PE.2017.0219
CDAP - PE.2017.0219 - 2017-10-10 - A._____, B._____/Service de la population (SPOP)
10 octobre 2017Français13 min
Source vd.ch
TRIBUNAL CANTONAL
COUR DE DROIT ADMINISTRATIF ET PUBLIC
Arrêt du 10 octobre 2017
Composition
Mme Isabelle Guisan, présidente; Mme Claude-Marie Marcuard et
Michele Scala, assesseurs.
Recourant
A.________,
à ********, représenté par ********, à ********,
B.________,
à ********, représenté par ********, à ********,
Autorité intimée
Service de la population (SPOP),
à Lausanne
Objet
Réexamen
Recours A.________ et B.________ c/ décision du Service de
la population (SPOP) du 18 avril 2017 déclarant irrecevable leur demande de
reconsidération, subsidiairement la rejetant, et prononçant le renvoi de
Suisse de B.________.
Faits
Vu les faits suivants
A.
Né le ******** 1996, B.________ est le fils de A.________ et de C.________,
ressortissants kosovars de Serbie. Après le divorce de ses parents en 2008, B.________
a été confié à son père. Ce dernier a quitté le Kosovo pour la Suisse, où il vit depuis le mois d’octobre 2007; B.________ est demeuré au Kosovo, avec ses
deux frère (D.________, né en 1992) et sœur (E.________, née en 1994), aux
côtés de leur mère.
B.
Le 21 juin 2013, A.________ a épousé en secondes noces F.________,
ressortissante belge au bénéfice d’une autorisation d’établissement. Une
autorisation de séjour UE/AELE, valable cinq ans, lui a dès lors été délivrée,
au titre du regroupement familial.
C.
Le 20 février 2014, A.________a saisi la légation de Suisse au Kosovo
d’une demande de regroupement familial en faveur de ses enfants B.________ et E.________.

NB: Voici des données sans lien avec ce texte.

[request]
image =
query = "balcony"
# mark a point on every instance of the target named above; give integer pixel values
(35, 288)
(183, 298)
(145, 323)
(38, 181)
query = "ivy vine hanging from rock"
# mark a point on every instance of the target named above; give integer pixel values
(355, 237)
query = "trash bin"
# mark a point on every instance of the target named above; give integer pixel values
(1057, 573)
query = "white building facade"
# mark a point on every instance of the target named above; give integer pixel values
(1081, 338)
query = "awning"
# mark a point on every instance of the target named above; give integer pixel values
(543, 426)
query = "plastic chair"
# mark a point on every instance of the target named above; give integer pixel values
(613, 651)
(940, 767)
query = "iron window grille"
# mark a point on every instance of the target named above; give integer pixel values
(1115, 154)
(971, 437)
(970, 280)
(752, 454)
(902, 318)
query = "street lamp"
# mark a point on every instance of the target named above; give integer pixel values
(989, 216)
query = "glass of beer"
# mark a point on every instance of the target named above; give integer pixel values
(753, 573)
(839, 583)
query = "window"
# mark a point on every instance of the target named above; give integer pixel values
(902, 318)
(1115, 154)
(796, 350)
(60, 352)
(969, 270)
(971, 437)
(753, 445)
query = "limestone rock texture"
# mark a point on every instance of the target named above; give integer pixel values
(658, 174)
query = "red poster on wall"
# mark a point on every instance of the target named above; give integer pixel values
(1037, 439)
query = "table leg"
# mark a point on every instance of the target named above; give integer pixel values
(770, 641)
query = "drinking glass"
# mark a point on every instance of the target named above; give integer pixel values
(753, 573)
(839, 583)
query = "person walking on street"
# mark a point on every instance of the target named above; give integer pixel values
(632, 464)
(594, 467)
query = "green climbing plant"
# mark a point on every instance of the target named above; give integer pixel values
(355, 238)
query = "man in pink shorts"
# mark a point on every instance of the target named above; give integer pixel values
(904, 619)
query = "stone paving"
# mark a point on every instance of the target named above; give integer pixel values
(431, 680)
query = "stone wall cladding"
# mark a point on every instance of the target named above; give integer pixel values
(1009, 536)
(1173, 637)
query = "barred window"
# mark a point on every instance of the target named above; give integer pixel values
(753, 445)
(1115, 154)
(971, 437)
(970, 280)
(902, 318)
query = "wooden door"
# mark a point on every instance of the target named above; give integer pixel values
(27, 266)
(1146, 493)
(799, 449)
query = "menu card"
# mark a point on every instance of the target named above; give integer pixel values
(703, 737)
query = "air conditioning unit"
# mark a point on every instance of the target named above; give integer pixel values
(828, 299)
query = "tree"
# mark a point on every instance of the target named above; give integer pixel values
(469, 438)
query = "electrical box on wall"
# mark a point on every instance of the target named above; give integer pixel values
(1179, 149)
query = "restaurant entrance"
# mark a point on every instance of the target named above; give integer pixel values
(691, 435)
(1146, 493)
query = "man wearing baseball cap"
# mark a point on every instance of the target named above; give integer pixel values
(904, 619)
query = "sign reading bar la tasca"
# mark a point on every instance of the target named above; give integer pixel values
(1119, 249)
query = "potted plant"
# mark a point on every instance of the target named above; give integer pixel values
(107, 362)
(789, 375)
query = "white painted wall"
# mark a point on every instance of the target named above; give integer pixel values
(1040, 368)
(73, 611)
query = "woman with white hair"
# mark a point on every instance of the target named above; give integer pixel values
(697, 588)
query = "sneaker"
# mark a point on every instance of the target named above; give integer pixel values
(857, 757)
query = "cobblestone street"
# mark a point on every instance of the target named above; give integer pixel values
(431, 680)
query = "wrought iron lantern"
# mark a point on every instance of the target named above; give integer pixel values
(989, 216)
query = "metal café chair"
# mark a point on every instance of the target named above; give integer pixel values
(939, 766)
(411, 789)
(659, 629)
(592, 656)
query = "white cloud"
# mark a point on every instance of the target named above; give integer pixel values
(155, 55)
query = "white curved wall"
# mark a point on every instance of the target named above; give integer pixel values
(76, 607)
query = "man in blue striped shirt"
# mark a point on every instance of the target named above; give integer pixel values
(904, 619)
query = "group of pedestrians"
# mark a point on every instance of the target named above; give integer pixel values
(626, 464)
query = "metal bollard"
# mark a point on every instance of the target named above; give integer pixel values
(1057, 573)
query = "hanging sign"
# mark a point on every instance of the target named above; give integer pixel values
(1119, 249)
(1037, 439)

Selon ses explications, il verserait chaque mois entre 1’000 et 1'500 fr. à ses
enfants. Selon les intéressés, E.________ effectuait sa dernière année de
gymnase et envisageait de commencer des études universitaires de droit en
Suisse, bien qu’elle ne parle, ni ne comprenne la langue française. B.________,
pour sa part, était en deuxième année de gymnase et n’imaginait pas encore
quelle serait sa voie en Suisse, car lui non plus ne parlait, ni ne comprenait
le français. A.________ déclarait voir ses enfants trois à quatre fois par an
au Kosovo; ceux-ci n'étaient jamais venus en Suisse et ne connaissaient pas
leur belle-mère.
Le 24 juillet 2014, le SPOP a requis des compléments
d’information, auxquels A.________ a répondu le 20 août 2014. Le 28 octobre
2014, le SPOP a fait part à ce dernier de son intention de refuser les
autorisations requises. Dans le délai imparti, A.________ s’est déterminé; il a
maintenu la demande en joignant à son courrier le consentement de F.________ quant
à la venue en Suisse de B.________ et E.________.
Par décision du 30 décembre 2014, le SPOP a refusé
de délivrer en faveur des intéressés une autorisation de séjour en vue du
regroupement familial.
D.
La Cour de droit administratif et public du Tribunal cantonal a été saisie
le 2 février 2015 d’un recours à l’encontre de la décision négative du SPOP, au
nom de B.________et E.________, qui en demandaient l’annulation.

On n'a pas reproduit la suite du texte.